Groups may also become trapped in escalating cycles of conflict. Certain individuals may block group progress, for example, by not “pulling their weight” or by taking excessive ownership and credit for the group’s work. Two people can become locked in an seemingly endless argument in which they are both saying the same thing yet are certain that they disagree. Or larger factions can divide the group, such as a few members that share a perspective that contradicts some of the basic assumptions of the entire team’s work or some members that want to take everyone else in a completely different direction and resist any efforts to do otherwise.
These challenges of course can lead to unfavorable outcomes. The worst-case scenario is that useful information remains withheld, group creativity is impeded, and progress halts.

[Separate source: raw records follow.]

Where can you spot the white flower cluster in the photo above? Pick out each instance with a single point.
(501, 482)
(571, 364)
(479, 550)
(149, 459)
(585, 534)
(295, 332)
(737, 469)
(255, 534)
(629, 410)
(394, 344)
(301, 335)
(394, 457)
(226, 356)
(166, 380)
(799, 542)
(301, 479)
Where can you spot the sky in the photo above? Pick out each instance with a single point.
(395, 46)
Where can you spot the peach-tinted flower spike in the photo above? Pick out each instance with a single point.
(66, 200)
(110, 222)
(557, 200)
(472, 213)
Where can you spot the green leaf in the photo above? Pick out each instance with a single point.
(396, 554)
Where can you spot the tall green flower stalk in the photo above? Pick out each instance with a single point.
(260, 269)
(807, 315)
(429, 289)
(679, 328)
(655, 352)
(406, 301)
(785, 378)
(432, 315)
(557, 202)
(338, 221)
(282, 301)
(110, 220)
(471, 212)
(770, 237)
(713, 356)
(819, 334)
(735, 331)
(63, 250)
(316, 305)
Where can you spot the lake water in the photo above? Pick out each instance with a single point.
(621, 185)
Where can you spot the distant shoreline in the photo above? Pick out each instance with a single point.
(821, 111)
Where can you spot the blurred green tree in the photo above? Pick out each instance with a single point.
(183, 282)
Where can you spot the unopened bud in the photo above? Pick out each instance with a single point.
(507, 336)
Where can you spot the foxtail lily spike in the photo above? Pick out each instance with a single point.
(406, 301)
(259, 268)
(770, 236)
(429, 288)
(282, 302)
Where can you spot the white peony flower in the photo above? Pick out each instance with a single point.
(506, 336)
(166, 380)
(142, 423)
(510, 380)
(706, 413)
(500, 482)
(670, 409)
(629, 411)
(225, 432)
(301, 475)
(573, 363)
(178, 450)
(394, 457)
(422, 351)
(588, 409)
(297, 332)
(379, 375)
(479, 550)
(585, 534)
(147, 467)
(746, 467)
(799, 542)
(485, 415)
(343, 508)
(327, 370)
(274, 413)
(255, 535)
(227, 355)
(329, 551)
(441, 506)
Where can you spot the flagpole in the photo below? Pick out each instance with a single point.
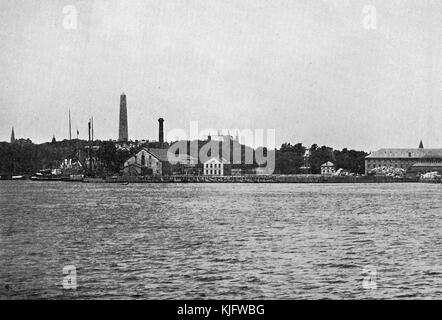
(70, 126)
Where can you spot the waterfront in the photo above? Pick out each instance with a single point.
(220, 241)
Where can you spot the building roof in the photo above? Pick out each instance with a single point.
(219, 159)
(328, 164)
(160, 154)
(405, 153)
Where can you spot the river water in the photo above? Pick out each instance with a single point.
(221, 241)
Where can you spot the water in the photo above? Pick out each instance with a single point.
(221, 241)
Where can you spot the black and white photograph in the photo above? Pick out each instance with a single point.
(220, 150)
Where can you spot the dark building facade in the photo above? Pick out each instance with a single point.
(401, 158)
(123, 128)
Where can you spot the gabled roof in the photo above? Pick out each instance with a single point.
(160, 154)
(219, 159)
(406, 153)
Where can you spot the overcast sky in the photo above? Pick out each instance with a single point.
(307, 68)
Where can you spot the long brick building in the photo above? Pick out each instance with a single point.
(402, 158)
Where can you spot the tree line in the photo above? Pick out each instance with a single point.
(25, 157)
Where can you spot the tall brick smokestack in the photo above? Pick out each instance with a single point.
(161, 131)
(123, 131)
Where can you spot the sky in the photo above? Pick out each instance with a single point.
(356, 74)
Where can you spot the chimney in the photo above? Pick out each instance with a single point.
(161, 131)
(123, 132)
(12, 135)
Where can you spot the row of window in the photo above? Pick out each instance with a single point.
(213, 165)
(395, 165)
(215, 172)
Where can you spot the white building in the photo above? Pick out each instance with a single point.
(328, 168)
(215, 167)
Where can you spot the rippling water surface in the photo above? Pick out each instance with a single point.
(221, 241)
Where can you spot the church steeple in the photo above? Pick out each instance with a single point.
(12, 136)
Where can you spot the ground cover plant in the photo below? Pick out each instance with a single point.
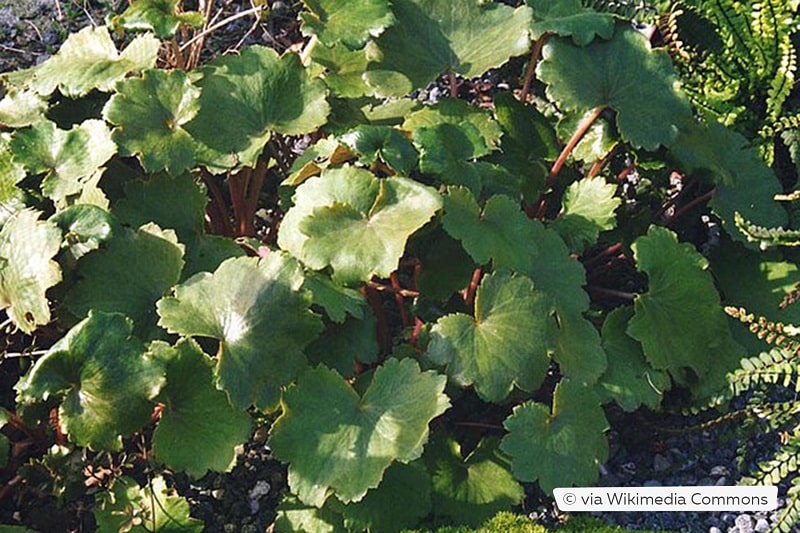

“Members of groups too often experience difficulty balancing both task and social needs,” group communication researcher Lawrence Frey explains. “They feel unable to contribute wholeheartedly to the content of a decision discussion while working on group relationships and adopt the first available solution to avoid social tensions resulting from disagreement.”
It is natural for group members to be afraid of how others will react to their ideas and to be hesitant to try new problem solving techniques. Communication is the way that they can come to trust one another so that they are willing to consider unfamiliar avenues.
“Communication may be the lifeblood that flows through the veins of groups but unfortunately, all too often, when groups are left on their own, those veins become clogged, communication ceases to flow, and the result is that groups flounder and perform less effectively than possible,” adds Frey.
Groups need to use communication tools that help them avoid ruts and ease relations. This may mean that they also need assistance from individuals outside of the group.
Sundaram, U. Group effectiveness: Purpose of group facilitation. IIT Bombay: Shailesh J. Mehta School of Management.
Orviz, A.F. (2010). Effective collaboration in multi-disciplinary teams. Glasgow School of Art.
De Oliviera, J.S. (2015). How to have difficult conversations. The practical playbook: Public health and primary care together. Oxford, U.K.: Oxford University Press.
Sunwolf, & Frey, L. R. (2005). Facilitating group communication. The handbook of group research and practice, 485-509. Thousand Oaks, CA: Sage.